A year after I got into the university, I met Halima. She lived in the same estate as I did. We liked each other and spent a lot of time together. One day in 2018, before I went back to school, she kissed me and that’s how we started dating. She liked to touch and kiss me while we took our evening walks. I was always worried that someone would see us.

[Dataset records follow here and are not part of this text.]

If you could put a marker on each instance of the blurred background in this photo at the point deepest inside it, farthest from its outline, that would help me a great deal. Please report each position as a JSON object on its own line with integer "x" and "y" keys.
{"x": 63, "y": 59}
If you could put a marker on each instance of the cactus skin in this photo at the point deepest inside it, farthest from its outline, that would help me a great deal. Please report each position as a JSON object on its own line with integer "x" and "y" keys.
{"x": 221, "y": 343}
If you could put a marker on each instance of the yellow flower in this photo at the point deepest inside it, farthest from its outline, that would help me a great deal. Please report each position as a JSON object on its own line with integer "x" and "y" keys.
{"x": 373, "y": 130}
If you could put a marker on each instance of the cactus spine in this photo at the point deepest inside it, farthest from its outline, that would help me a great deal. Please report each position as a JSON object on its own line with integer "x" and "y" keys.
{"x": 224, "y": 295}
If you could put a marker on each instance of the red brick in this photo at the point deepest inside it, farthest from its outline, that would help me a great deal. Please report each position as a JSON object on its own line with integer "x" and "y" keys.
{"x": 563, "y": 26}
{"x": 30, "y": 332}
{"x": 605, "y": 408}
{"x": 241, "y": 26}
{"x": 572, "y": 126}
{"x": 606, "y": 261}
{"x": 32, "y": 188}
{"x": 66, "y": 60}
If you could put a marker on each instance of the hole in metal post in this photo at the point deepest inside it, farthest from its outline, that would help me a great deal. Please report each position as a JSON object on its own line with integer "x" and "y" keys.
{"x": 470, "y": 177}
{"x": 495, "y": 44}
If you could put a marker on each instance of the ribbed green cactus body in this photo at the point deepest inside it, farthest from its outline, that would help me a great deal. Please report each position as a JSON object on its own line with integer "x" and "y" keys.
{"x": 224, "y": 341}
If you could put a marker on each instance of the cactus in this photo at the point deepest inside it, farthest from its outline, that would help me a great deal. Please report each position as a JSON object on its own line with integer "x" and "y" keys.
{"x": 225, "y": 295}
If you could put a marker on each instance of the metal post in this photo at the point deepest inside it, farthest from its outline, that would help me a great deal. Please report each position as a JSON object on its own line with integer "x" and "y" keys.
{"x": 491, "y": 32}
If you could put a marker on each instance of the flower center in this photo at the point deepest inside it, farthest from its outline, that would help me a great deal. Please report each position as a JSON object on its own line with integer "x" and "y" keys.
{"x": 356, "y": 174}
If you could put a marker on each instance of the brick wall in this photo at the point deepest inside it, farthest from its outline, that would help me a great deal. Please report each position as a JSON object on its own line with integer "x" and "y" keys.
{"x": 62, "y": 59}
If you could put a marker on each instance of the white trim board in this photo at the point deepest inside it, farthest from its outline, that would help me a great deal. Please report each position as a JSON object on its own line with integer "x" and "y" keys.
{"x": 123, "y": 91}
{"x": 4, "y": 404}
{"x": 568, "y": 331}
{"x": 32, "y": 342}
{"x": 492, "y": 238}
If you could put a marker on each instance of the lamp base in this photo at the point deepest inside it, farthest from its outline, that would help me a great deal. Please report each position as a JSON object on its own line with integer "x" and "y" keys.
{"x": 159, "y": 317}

One day, after she kissed me, a man walked past us. I hadn’t realized that he was following us but I knew he saw us. Two weeks later, my mum sent me to the house behind ours to buy pap. The compound was empty when I walked in. As I was figuring out what to do, the man from that night walked in through the gate and locked it. He walked past me into one of the apartments in the building and locked the door behind him. I was afraid and I wanted to leave immediately. I knocked on the door of his apartment but he didn’t answer. I could hear him shuffling inside the house. I kept knocking for a few minutes before he opened the door and pulled me inside. I screamed as loud as I could when he started hitting me but we both knew no one would hear me over the sound of generators. At some point, I stopped trying to fight back. When he realised I was too weak to move, he raped me. I don’t know how long I was out for but I know when I woke up, he was out of sight. Outside, I could hear someone moving around. My crying must have been loud because the woman I came to buy pap from opened the door. She rushed to my side and took me to her apartment where she cleaned me up before taking me home. Tosin came over later that day to check on me as usual but I couldn’t talk to her. She kept pushing, asking me what was wrong until I snapped at her. I told her I didn’t want to be with her anymore and I hated what we were doing. I could see the confusion on her face as she walked out of my room. I was so scared that man would rape her too. I blocked her everywhere and deleted everything that would remind me of her. Till today, I hate that I did that to us but in my head, it was the only way to prevent her from getting hurt. 

Bibi, 28

In 2016, a friend I considered a big brother invited me to a bachelor party. It was a weird party — there were a lot of naked women and men touching them. There was also cake, and I ate some.  I didn’t know there was weed in the cake, so when I started feeling high, I was surprised because I didn’t drink. When the party dispersed around 3 am, I tried to sleep off my high on the couch. My “friend” woke me up and said I could stay in one of the bedrooms. 

One of the strippers had just finished having sex with the groom-to- be in the room my friend led me to. They were laying on the bed. I was too high to think too much about anything so I lay down. My friend lay behind me. The groom moved closer to us and kissed me. I pulled away but he started to touch me. I took his hands off and he complained to my friend I don’t want to play with him. My friend then proceeded to hold me down while the groom took off my jumpsuit. None of my pleas was heard. My friend told the groom that I’m bisexual, so they asked the stripper to touch me. I can’t count how many times I said no but no one listened. The stripper held my hands and my friend held my legs so the groom could have sex with me. When he noticed I wasn’t interested, he stopped. My friend tried his luck too. I said no and curled up in a foetal position till the day was bright. I still went to the wedding the next day but I haven’t spoken to any of them since then.